Padigel Udaikumar M, Kim Nacksung, Choi Yongwon, Farrell Jay P
Department of Pathobiology, School of Veterinary Medicine, University of Pennsylvania, Philadelphia, PA 19104, USA.
J Immunol. 2003 Nov 15;171(10):5437-41. doi: 10.4049/jimmunol.171.10.5437.

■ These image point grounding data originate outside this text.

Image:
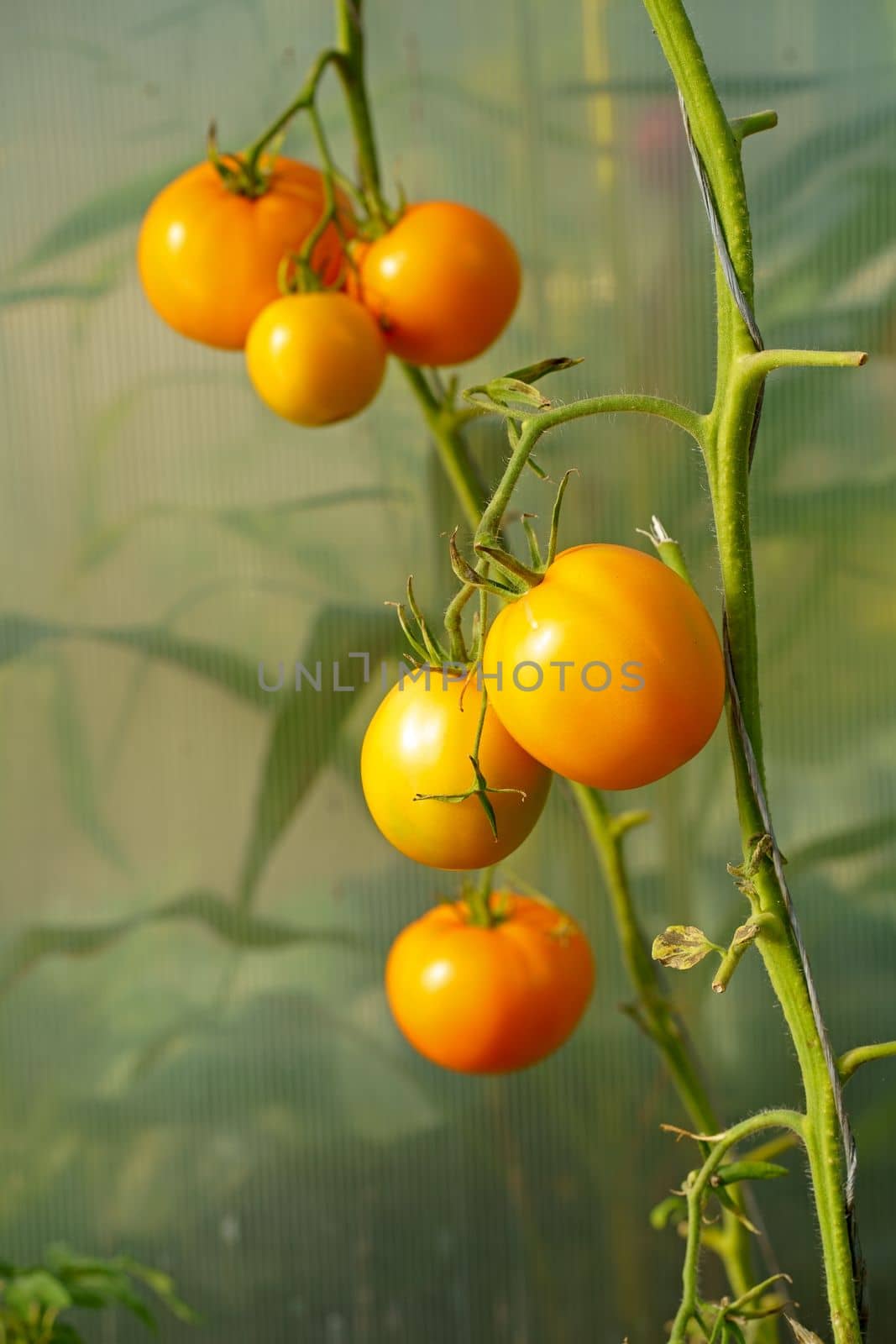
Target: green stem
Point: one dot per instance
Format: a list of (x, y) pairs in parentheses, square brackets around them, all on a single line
[(450, 447), (302, 101), (351, 71), (853, 1059), (698, 1189), (658, 1018), (727, 454)]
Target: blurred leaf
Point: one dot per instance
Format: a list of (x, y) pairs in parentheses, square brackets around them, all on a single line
[(102, 214), (163, 1287), (76, 772), (19, 635), (228, 669), (308, 723), (820, 154), (237, 927), (846, 844), (38, 1288), (266, 524), (22, 633), (51, 292), (681, 947)]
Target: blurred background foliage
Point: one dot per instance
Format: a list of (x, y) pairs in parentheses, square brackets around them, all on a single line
[(197, 1062)]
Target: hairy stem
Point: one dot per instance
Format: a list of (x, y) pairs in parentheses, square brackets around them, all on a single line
[(727, 454), (696, 1191)]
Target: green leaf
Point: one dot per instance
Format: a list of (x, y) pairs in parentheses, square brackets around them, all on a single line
[(103, 214), (18, 295), (36, 1288), (309, 722), (19, 635), (233, 672), (732, 1173), (846, 844), (681, 947), (163, 1287), (231, 925), (532, 373), (76, 772)]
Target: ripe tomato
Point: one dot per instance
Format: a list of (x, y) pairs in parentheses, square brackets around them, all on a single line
[(490, 1000), (208, 259), (419, 741), (443, 282), (316, 358), (644, 683)]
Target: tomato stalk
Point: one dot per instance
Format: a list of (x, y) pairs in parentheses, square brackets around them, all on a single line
[(446, 427)]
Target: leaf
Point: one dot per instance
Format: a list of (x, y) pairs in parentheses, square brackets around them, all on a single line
[(228, 669), (309, 722), (532, 373), (163, 1287), (51, 292), (732, 1173), (76, 772), (233, 672), (102, 214), (681, 947), (38, 1288), (801, 1334), (846, 844), (22, 633), (237, 927)]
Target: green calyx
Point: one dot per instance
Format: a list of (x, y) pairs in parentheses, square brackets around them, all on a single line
[(244, 175)]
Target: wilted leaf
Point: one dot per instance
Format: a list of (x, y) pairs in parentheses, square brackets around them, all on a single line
[(308, 725), (801, 1334), (732, 1173), (681, 947)]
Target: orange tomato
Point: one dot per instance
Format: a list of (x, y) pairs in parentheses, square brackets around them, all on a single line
[(316, 358), (208, 259), (490, 1000), (443, 282), (419, 741), (644, 680)]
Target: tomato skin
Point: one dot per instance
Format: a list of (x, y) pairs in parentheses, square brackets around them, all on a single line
[(208, 259), (419, 741), (316, 358), (616, 605), (490, 1000), (443, 281)]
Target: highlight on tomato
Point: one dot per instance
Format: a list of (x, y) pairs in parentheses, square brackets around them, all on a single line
[(316, 358), (208, 255), (443, 281), (609, 671), (490, 1000), (419, 743)]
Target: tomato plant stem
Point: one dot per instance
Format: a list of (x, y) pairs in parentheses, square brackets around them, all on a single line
[(658, 1018), (450, 447), (727, 449)]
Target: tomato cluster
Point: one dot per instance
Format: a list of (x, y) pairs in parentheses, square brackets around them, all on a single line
[(490, 996), (436, 288)]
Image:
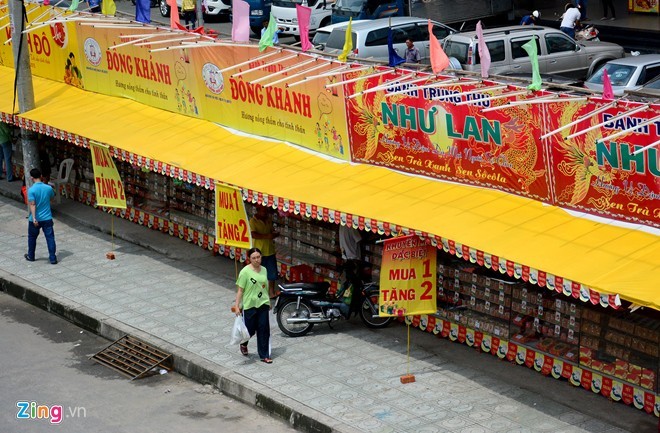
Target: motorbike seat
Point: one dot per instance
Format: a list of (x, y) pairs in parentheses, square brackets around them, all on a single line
[(318, 287)]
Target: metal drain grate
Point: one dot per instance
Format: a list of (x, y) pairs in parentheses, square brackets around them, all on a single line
[(131, 357)]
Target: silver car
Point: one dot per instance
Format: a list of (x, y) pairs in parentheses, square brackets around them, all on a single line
[(370, 37), (557, 52), (630, 73)]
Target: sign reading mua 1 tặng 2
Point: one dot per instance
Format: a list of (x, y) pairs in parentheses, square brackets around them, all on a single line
[(109, 187), (407, 277), (231, 222)]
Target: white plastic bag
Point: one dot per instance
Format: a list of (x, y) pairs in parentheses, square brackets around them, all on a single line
[(239, 333)]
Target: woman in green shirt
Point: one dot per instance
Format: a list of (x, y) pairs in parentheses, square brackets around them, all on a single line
[(252, 299)]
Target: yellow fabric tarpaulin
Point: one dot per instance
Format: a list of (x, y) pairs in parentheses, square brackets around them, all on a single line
[(608, 258)]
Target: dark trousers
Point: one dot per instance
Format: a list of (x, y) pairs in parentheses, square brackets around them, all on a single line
[(256, 321), (608, 5), (49, 233)]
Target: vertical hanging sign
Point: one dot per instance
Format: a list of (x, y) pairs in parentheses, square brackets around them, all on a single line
[(408, 277), (109, 187), (231, 222)]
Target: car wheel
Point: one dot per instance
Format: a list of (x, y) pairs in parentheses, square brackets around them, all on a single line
[(164, 8)]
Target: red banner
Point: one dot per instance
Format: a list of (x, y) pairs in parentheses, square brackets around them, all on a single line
[(424, 131)]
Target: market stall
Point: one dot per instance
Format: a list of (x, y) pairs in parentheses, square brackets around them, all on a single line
[(564, 307)]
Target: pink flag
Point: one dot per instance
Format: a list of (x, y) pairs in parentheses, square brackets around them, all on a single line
[(484, 54), (240, 28), (439, 60), (175, 23), (608, 92), (304, 15)]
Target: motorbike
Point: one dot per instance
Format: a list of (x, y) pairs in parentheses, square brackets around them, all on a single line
[(300, 306)]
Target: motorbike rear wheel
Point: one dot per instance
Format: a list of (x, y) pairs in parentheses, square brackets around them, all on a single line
[(369, 309), (289, 309)]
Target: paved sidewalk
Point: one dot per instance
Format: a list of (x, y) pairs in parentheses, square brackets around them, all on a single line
[(177, 297)]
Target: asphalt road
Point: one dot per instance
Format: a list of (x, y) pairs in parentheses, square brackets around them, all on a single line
[(45, 359)]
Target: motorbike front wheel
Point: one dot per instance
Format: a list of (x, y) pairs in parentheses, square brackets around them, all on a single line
[(369, 313), (291, 310)]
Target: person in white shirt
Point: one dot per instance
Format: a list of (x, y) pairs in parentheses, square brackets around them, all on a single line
[(570, 20)]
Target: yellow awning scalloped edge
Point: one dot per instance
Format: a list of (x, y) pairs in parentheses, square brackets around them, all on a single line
[(586, 259)]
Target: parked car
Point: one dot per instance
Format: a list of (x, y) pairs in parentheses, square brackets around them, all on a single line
[(286, 16), (630, 73), (211, 7), (322, 34), (370, 37), (557, 52)]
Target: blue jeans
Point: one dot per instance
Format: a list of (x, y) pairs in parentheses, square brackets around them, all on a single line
[(6, 155), (570, 31), (33, 233)]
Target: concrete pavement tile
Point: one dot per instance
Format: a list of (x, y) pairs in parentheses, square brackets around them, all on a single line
[(474, 429), (361, 402), (511, 407), (573, 417), (498, 423), (593, 425), (521, 429), (455, 422), (571, 429), (431, 428), (543, 424), (321, 402), (480, 415)]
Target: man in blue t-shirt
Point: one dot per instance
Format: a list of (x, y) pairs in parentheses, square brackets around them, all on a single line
[(41, 217)]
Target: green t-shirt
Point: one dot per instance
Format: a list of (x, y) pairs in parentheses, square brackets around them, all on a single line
[(255, 287)]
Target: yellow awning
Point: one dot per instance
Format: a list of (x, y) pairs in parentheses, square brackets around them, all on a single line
[(607, 258)]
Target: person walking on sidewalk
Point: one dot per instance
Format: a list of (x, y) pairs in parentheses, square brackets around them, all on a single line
[(252, 300), (5, 141), (261, 228), (41, 217)]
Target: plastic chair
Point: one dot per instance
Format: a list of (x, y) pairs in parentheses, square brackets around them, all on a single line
[(62, 177)]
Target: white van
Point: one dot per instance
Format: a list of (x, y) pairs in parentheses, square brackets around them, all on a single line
[(370, 37), (323, 33), (285, 14)]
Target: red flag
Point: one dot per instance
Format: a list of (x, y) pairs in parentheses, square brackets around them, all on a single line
[(439, 60), (175, 23), (484, 54), (240, 28), (608, 92), (304, 16)]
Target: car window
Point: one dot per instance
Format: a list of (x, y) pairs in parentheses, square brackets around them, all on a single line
[(377, 37), (619, 74), (320, 38), (559, 44), (649, 73), (457, 49), (518, 52), (338, 37), (496, 50)]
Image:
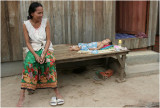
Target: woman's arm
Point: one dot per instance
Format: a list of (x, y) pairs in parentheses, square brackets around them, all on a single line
[(28, 43)]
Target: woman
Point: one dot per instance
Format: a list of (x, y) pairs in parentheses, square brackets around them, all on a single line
[(39, 65)]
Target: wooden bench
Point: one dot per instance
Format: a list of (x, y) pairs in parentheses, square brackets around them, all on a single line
[(63, 54)]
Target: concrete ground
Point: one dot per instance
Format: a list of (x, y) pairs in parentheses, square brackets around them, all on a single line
[(82, 90)]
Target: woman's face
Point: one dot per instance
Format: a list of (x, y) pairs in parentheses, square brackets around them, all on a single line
[(38, 14)]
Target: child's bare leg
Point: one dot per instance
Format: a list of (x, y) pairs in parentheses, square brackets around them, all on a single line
[(21, 98), (57, 93)]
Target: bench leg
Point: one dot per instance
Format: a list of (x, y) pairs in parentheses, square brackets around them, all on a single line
[(122, 64)]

Blockade of TNF-related activation-induced cytokine (TRANCE)-receptor activator of NF-kappaB (RANK) interaction reverses healing in CD40L(-/-) mice infected with Leishmania major. Although previous studies demonstrated a requirement for CD40-CD40L interaction in production of IL-12 and the development of resistance to Leishmania infection, we recently showed that CD40L(-/-) mice control infection when inoculated with low numbers of parasites and that cells from these mice produce IL-12. Here, we show that in vivo treatment with a TRANCE receptor fusion protein results in a decrease in numbers of IL-12 producing cells as well as a shift from a dominant Th1 to Th2 type response in infected mice. These results demonstrate that CD40L(-/-) mice use the TRANCE-RANK costimulatory pathway to promote IL-12 production and the activation of a protective Th1 type response.
肿瘤坏死因子相关激活诱导细胞因子(TRANCE)-核因子κB受体激活剂(RANK)相互作用的阻断可逆转感染硕大利什曼原虫的CD40L(-/-)小鼠的愈合。尽管先前的研究表明CD40-CD40L相互作用在白细胞介素-12(IL-12)产生以及对利什曼原虫感染的抗性发展中是必需的,但我们最近发现,当接种少量寄生虫时,CD40L(-/-)小鼠能够控制感染,并且这些小鼠的细胞能产生IL-12。在此,我们表明,用TRANCE受体融合蛋白进行体内治疗会导致感染小鼠中产生IL-12的细胞数量减少,以及从占主导地位的Th1型反应向Th2型反应转变。这些结果表明,CD40L(-/-)小鼠利用TRANCE-RANK共刺激途径来促进IL-12的产生以及保护性Th1型反应的激活。